Pipeline resource optimization

Available from version 23.3.0

Pipeline resource optimization takes the resource usage information from previous workflow runs to optimize subsequent runs.

When a run completes successfully, an optimized profile is created. This profile consists of Nextflow configuration settings for each process and each resource directive (where applicable): cpus, memory, and time. The optimized setting for a given process and resource directive is based on the maximum use of that resource across all tasks in that process.

caution

Due to the variability of production pipeline data inputs, optimization results may vary per run. The optimization profile can be updated or removed from your pipeline if you experience unexpected results. Contact support for further assistance.

Optimize a pipeline

On the Launchpad, each pipeline that can be optimized shows a lightbulb icon. Any pipeline with at least one successful run can be optimized.

  1. Select the lightbulb icon to open the Customize optimization profile menu.

  2. Under the Optimization profile tab, select a previous run from the dropdown. The list contains all successful runs.

  3. Select which Targets to optimize.

  4. Enable Retry with dynamic resources for failed tasks to be retried with increased resources. This option is useful if an optimized setting is too low and causes a task to fail.

  5. Select the Optimized configuration tab to preview your configuration.

  6. Select Save to save the optimized configuration and enable it for the pipeline. All subsequent launches of the pipeline will use the optimized configuration.

You can also toggle the optimized profile from the pipeline detail page.

Verify the optimized configuration

You can verify the optimized configuration of a given run by inspecting the resource usage plots for that run and these fields in the run's task table:

  • CPU usage: pcpu
  • Memory usage: peakRss
  • Runtime: start and complete

Override the optimized configuration

While the optimized configuration is applied after the base configuration of the pipeline, it can be overridden by the Nextflow config file text box. Ensure there are no conflicting settings in this text box, unless you explicitly want to override some optimization settings.

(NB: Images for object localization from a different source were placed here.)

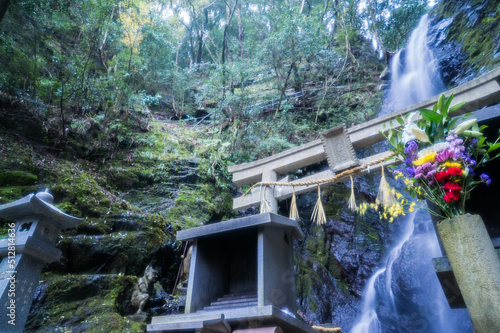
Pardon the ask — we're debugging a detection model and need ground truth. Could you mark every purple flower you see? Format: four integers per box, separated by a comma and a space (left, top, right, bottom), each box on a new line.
436, 149, 454, 163
468, 166, 475, 176
446, 131, 457, 142
480, 174, 492, 186
405, 141, 418, 154
470, 139, 478, 148
426, 170, 437, 178
405, 167, 415, 177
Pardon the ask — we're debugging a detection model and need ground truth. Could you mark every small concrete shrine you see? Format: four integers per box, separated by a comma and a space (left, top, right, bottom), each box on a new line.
0, 190, 82, 333
148, 213, 316, 333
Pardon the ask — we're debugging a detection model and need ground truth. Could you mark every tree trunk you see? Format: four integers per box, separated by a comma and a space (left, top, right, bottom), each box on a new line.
275, 62, 295, 115
221, 0, 239, 100
238, 3, 243, 59
196, 31, 203, 63
0, 0, 10, 25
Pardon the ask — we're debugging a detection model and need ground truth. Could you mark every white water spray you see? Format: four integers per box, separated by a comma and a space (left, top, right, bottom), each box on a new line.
382, 14, 445, 116
350, 13, 472, 333
351, 211, 416, 333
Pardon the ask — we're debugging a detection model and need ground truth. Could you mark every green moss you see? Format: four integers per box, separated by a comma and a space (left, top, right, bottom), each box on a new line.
50, 165, 113, 217
166, 183, 234, 230
0, 185, 38, 203
57, 201, 83, 217
0, 170, 38, 186
26, 274, 142, 333
76, 217, 112, 235
433, 1, 500, 74
108, 168, 140, 191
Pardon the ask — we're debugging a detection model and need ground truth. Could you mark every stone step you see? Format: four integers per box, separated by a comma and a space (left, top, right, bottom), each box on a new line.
203, 301, 258, 311
216, 293, 257, 302
210, 297, 258, 306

Handle large variations in resource usage

Each optimized profile is calibrated to a specific run, so it can only be used safely for "similar" runs. Whether a new run is "similar" is subjective, but in general, an optimized profile should only be used for runs that use the same compute environment and have similar task-level resource requirements.

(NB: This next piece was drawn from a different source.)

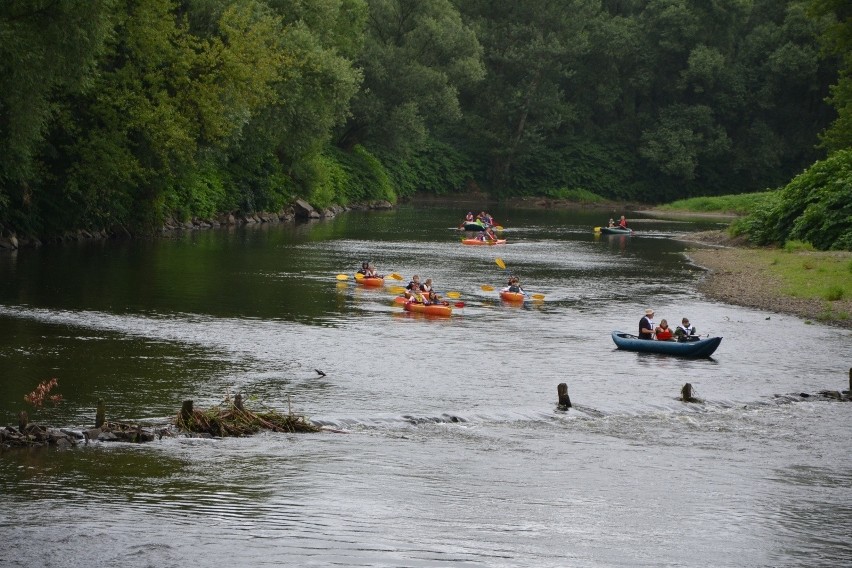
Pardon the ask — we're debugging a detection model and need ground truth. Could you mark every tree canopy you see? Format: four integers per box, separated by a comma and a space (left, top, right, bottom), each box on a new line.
0, 0, 847, 245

However, it's common for a pipeline to process input files that vary widely in size. In this case, the task-level resource requirements may vary widely for a given process, and the optimized profile may not be accurate or efficient.

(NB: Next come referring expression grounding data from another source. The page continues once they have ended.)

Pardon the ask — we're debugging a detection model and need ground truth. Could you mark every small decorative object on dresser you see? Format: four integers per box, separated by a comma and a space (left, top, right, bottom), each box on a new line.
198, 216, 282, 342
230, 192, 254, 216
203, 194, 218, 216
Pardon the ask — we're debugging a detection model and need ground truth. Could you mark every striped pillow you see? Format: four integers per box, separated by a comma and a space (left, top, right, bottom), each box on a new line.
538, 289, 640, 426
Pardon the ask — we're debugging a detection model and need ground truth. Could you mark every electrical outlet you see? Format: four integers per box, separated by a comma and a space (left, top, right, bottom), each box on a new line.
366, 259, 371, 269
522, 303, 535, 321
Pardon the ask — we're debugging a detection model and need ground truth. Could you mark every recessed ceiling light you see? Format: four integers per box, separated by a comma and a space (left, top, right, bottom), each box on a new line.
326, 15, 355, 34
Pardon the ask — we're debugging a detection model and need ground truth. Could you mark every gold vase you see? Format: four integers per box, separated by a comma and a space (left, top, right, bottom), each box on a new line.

The best way to handle this variation is to create multiple optimized profiles for specific ranges of input sizes. Here is an example strategy:

  1. Separate your input files into "bins" based on their size, e.g., small, medium, and large. Duplicate your pipeline in the Launchpad for each bin.

  2. For each bin, run the pipeline with a few representative samples from that bin. When the run completes, Seqera automatically creates an optimized profile for it.

  3. Configure and enable the optimized profile for each pipeline.

You now have multiple optimized profiles to handle a variety of input sizes. Although this example uses three bins, you can use as many or as few bins as you need to handle the variation of your input data.